Le Joueur d'échecs. Stefan Zweig

Plusieurs années plus tard, à la seule évocation de ce titre, la folie de M.B. emprisonné par la Gestapo se mélange toujours aux 64 cases de l'échiquier. Un roman court qui sait s'insinuer dans votre esprit et s'y installer en arrière-plan pendant un moment.

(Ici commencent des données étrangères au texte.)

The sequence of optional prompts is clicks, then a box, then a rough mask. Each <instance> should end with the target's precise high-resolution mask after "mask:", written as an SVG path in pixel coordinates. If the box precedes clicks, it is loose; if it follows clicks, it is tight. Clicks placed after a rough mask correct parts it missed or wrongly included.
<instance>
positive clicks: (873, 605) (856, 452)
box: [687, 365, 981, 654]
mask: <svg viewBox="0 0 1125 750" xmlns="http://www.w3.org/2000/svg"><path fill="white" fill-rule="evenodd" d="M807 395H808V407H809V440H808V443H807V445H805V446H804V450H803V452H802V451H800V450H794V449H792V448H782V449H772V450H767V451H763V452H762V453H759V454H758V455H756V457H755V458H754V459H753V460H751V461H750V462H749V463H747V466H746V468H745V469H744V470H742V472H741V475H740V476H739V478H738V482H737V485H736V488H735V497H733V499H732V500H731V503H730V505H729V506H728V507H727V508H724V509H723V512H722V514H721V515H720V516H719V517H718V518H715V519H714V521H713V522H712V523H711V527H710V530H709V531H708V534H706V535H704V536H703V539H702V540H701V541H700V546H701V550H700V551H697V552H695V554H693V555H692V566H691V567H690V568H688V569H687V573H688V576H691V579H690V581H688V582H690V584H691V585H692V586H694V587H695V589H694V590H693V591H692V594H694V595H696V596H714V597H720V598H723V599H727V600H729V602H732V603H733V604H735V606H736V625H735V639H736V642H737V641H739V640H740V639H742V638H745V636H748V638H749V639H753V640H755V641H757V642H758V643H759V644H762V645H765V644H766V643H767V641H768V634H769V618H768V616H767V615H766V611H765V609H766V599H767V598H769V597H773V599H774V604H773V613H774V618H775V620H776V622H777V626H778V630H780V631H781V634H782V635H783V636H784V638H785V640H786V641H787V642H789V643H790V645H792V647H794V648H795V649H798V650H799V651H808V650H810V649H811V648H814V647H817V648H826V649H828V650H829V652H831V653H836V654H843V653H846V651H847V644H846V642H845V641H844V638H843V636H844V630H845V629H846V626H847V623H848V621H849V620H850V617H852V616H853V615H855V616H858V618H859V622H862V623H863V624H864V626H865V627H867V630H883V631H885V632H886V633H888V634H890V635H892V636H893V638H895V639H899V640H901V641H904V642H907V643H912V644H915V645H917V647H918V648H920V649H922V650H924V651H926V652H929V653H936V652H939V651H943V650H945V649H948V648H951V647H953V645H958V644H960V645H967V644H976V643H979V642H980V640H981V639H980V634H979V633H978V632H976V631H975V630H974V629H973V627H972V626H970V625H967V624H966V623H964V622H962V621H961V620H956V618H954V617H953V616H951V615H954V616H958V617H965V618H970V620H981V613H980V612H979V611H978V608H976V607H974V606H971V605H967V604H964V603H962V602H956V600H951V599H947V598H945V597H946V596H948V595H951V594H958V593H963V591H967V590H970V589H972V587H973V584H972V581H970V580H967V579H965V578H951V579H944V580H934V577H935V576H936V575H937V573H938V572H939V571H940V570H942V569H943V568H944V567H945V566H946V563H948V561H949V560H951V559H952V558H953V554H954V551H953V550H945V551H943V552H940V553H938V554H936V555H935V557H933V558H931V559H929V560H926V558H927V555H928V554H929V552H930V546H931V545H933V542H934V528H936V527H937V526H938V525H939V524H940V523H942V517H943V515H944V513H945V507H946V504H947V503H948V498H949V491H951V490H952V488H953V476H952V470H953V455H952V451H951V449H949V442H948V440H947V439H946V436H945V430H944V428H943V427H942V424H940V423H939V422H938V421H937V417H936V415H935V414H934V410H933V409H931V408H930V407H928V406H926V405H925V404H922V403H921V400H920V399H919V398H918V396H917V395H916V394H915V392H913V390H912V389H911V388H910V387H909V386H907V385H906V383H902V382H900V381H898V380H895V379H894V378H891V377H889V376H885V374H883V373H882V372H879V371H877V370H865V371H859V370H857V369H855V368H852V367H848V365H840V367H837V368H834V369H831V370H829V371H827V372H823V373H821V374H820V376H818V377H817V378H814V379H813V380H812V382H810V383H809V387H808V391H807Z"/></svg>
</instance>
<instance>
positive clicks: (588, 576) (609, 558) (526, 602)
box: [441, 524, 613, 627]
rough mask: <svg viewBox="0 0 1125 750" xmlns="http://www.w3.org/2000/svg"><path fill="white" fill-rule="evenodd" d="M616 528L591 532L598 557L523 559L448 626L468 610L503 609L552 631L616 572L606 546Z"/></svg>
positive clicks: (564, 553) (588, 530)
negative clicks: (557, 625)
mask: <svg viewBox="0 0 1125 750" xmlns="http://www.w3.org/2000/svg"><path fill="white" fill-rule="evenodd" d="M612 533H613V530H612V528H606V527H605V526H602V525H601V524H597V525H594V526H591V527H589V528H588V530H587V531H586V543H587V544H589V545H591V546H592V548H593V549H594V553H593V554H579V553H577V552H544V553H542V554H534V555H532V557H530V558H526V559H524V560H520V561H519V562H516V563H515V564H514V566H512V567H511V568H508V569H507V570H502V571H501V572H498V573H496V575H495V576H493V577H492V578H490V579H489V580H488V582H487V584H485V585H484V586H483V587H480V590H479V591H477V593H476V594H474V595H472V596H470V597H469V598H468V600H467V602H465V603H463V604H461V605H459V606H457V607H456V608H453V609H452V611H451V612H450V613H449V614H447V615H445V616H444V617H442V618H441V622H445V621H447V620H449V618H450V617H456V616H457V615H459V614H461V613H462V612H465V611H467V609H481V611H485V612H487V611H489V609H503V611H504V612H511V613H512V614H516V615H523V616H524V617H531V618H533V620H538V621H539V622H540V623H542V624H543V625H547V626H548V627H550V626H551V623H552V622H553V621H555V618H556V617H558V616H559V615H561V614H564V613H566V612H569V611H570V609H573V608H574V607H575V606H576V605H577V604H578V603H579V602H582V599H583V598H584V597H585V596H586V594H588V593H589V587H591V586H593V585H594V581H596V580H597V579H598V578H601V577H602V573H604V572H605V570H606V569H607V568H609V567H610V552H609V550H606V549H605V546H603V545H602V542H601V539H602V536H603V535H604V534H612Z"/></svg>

"Assurément je connaissais par expérience le mystérieux attrait de ce "jeu royal", le seul entre tous les jeux inventés par les hommes, qui échappe souverainement à la tyrannie du hasard, le seul où l'on ne doive sa victoire qu'à son intelligence ou plutôt une certaine forme d'intelligence. Mais n'est-ce pas déjà le limiter injurieusement que d'appeler les échecs un jeu ? N'est-ce pas aussi une science, un art, ou quelque chose qui, comme le cercueil de Mahomet entre ciel et terre, est suspendu entre l'un et l'autre, et qui réunit un nombre incroyable de contraires ? L'origine s'en perd dans la nuit des temps, et cependant il est toujours nouveau ; sa marche est mécanique, mais elle n'a de résultat que grâce à l'imagination ; il est étroitement limité dans un espace géométrique fixe, et pourtant ses combinaisons sont illimitées. Il poursuit un développement continuel, mais il reste stérile ; c'est une pensée qui ne mène à rien, une mathématique qui n'établit rien, un art qui ne laisse pas d'oeuvre, une architecture sans matière ; et il a prouvé néanmoins qu'il était plus durable, à sa manière, que les livres ou tout autre monument, ce jeu unique qui appartient à tous les peuples et à tous les temps, et dont personne ne sait quel dieu en fit don à la terre pour tuer l'ennui, pour aiguiser l'esprit et stimuler l'âme. [...] Jadis, la passion de la physiognomonie eût peut-être poussé un Gall à disséquer les cerveaux de champions d'échecs d'une telle espèce pour voir si la matière grise de pareils génies ne présentait pas une circonvolution particulière qui la distinguât des autres, une sorte de muscle ou de bosse des échecs. Combien l'eût intéressé ce cas d'un Czentovic en qui ce don spécifique s'alliait à une paresse intellectuelle totale, comme un seul filon d'or qui court dans une énorme roche brute !"

24 octobre 2007

Pietrolino - T1. Le Clown Frappeur. Jodorowsky & Boiscommun

Les Anges de Boiscommun voletaient toujours derrière moi, lorsque Pietrolino m'a lancé son regard triste, debout sur l'étagère de la librairie. S'échapper du magasin n'aura pas suffi à lui rendre le sourire, mais en étant là avec lui pour partager les instants douloureux, vous vous sentirez proche, très proche de cet homme qui ne souhaite que donner du bonheur pour retrouver le sien.




[Simio, compagnon de route de Pietrolino, raconte...] "Malgré les années passées au camp, Pietrolino n'avait rien retrouvé de l'usage de ses mains, et notre spectacle ne nous rapportait plus assez pour vivre depuis qu'on les lui avait brisées. Mais ce qui m'inquiétait le plus, c'est que son âme l'était aussi. Notre récente liberté ne faisait que lui rappeler les chaînes auxquelles il était encore attaché. La pensée de ne plus jamais faire rêver les gens l'anéantissait chaque jour un peu plus. C'est alors qu'il l'aperçut !!"